There’s a few other gems woven in there that contribute to its greatness. It’s very much a satirical look at society, one could even say ripped right out of Aldous Huxley’s Brave New World (Hello, Lenina HUXLEY), so naturally the Utopia is not quite as Utopian as it appears on the surface, needing Spartan the Neanderthal to come and expose it for what it truly is. Dennis Leary makes an appearance as a reluctant revolutionary and does a very “Asshole”-esque rant about wanting to be able to do things just because he wants to. The dialogue is cheesy as fuck, but gives some great lines that are used in almost every conversation with my sister, such as “What seems to be your boggle?”, or “Have a joy-joy day”, or “Murder Death Kill”. Huxley explains to Spartan that Arnold Schwarzenegger became President (years before he became Governor of California, so it’s a damn fine joke in retrospect). There was a thing called “The Franchise Wars” and now all restaurants are Taco Bell. Sex is forbidden, and people require licenses and a visit to a lab to procreate because physical touch is a gigantic no-no. The Government heavily regulates everything and corporations rule. The vision of the future is somewhat frightening and rather bleak, although since it is now 2020, those predictions don’t exactly seem out of place.

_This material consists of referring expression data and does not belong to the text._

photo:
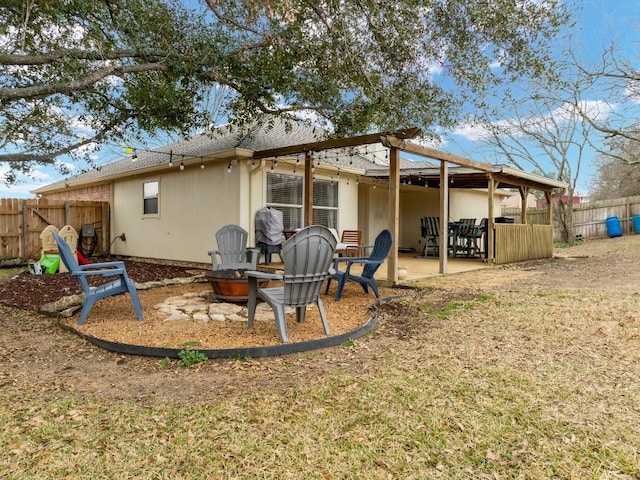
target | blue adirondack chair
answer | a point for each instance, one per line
(370, 264)
(232, 252)
(307, 258)
(106, 269)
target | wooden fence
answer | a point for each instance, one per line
(589, 219)
(518, 243)
(23, 220)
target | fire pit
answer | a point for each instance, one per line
(231, 285)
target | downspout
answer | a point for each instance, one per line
(443, 241)
(253, 168)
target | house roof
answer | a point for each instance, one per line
(278, 139)
(227, 143)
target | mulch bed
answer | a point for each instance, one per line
(30, 291)
(113, 319)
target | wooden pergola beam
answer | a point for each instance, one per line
(416, 149)
(336, 143)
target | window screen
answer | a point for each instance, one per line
(285, 192)
(150, 194)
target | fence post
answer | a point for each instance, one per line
(25, 231)
(67, 213)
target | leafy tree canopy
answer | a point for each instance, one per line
(75, 74)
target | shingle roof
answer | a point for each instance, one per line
(261, 136)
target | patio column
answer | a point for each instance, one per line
(308, 189)
(394, 212)
(443, 241)
(491, 238)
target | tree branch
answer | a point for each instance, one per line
(40, 91)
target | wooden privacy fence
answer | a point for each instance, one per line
(518, 243)
(589, 219)
(23, 220)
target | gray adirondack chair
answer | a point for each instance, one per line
(232, 252)
(122, 284)
(307, 258)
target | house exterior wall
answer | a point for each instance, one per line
(415, 203)
(193, 205)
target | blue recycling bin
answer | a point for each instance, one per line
(613, 227)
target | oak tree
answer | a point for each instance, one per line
(79, 74)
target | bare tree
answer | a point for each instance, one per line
(75, 75)
(618, 171)
(549, 132)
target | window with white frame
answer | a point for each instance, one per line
(150, 198)
(285, 192)
(325, 203)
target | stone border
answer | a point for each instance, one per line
(67, 306)
(248, 352)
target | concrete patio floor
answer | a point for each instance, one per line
(417, 267)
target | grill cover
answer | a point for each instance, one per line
(269, 226)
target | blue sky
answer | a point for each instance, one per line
(599, 22)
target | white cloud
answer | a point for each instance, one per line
(598, 110)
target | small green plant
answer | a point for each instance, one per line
(191, 357)
(483, 297)
(447, 311)
(165, 363)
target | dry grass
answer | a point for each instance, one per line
(503, 373)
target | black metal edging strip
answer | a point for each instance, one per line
(253, 352)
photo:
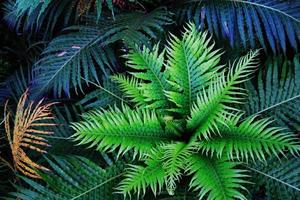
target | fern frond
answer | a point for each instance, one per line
(276, 94)
(251, 138)
(73, 178)
(174, 162)
(68, 58)
(192, 63)
(27, 134)
(212, 105)
(130, 86)
(124, 128)
(138, 178)
(216, 178)
(273, 25)
(149, 65)
(107, 93)
(280, 179)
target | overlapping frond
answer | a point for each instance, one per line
(192, 63)
(272, 24)
(123, 128)
(212, 104)
(131, 89)
(174, 162)
(276, 94)
(74, 178)
(138, 178)
(80, 53)
(26, 134)
(107, 93)
(150, 65)
(250, 139)
(216, 178)
(281, 180)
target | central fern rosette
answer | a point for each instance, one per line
(181, 119)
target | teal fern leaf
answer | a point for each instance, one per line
(272, 25)
(276, 94)
(80, 53)
(73, 177)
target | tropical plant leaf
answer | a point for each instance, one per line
(250, 138)
(280, 179)
(123, 128)
(272, 24)
(192, 63)
(276, 94)
(73, 177)
(80, 53)
(215, 178)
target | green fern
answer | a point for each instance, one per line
(278, 92)
(195, 130)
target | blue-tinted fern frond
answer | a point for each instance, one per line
(74, 178)
(277, 92)
(270, 24)
(81, 53)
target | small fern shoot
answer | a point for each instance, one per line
(27, 134)
(185, 120)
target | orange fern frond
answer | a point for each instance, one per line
(27, 134)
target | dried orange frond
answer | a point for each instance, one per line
(28, 134)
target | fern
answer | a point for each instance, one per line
(277, 94)
(79, 54)
(27, 135)
(280, 179)
(216, 177)
(73, 178)
(170, 139)
(270, 24)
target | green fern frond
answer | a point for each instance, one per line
(131, 88)
(276, 94)
(251, 138)
(216, 178)
(124, 128)
(138, 178)
(281, 180)
(192, 63)
(212, 105)
(174, 162)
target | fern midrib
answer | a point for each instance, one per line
(154, 137)
(155, 75)
(189, 76)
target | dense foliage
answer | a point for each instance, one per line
(150, 110)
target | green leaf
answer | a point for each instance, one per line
(192, 63)
(251, 138)
(216, 178)
(124, 128)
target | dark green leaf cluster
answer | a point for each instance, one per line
(184, 120)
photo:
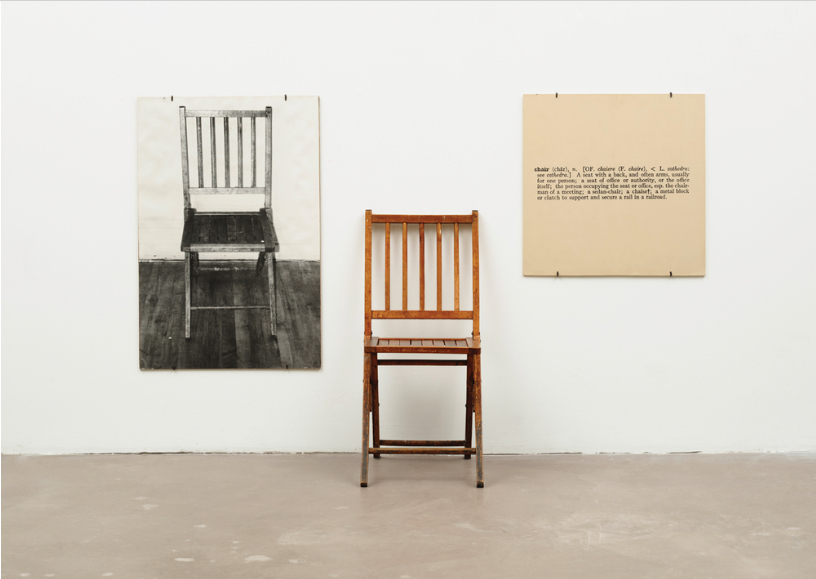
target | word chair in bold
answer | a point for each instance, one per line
(223, 231)
(469, 347)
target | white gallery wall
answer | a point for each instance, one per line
(420, 112)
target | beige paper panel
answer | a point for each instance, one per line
(614, 185)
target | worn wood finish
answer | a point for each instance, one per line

Critics hated it. I loved it. A movie critic is about as useful as the futuristic San Angeles Police Department, which is to say completely inept if anything more sinister than a swear happens. This is not to say that the movie doesn’t have its issues, which it does. After Huxley shows she’s a secret badass and beats up a bad-guy, Spartan knocks her out and leaves her in the bad guy’s headquarters while he hunts down Phoenix. Apart from really annoying the feminist in me, hello, don’t just freaking leave her there unconscious you stupid ape! Spartan’s rehabilitation included knitting, and he rags on being a seamstress quite a bit, but mate, those knitting skills are going to come in handy come the apocalypse. Also, Daniel Sloss and Kai Humphreys knit and those fuckers are hilarious, so it is definitely something a man can do and still be cool. Let’s not discuss the science at all, or I’ll be here all night.

But if you can get past those itty bitty niggly things, it’s a hilariously great movie. It is worth it alone to see Wesley Snipes. Dude must have had SO much fun filming this, he genuinely just looks like he’s having the best time and for that, and the fact that his motivation was just to have fun, he is number one on my list of best ever movie villains. Totally going to cosplay as Simon Phoenix when we’re all allowed back out again.

TL;DR – Cheesy dialogue, lots of baby actors, greatest villain of all time, quotable quotes, and questionable science. 11/10.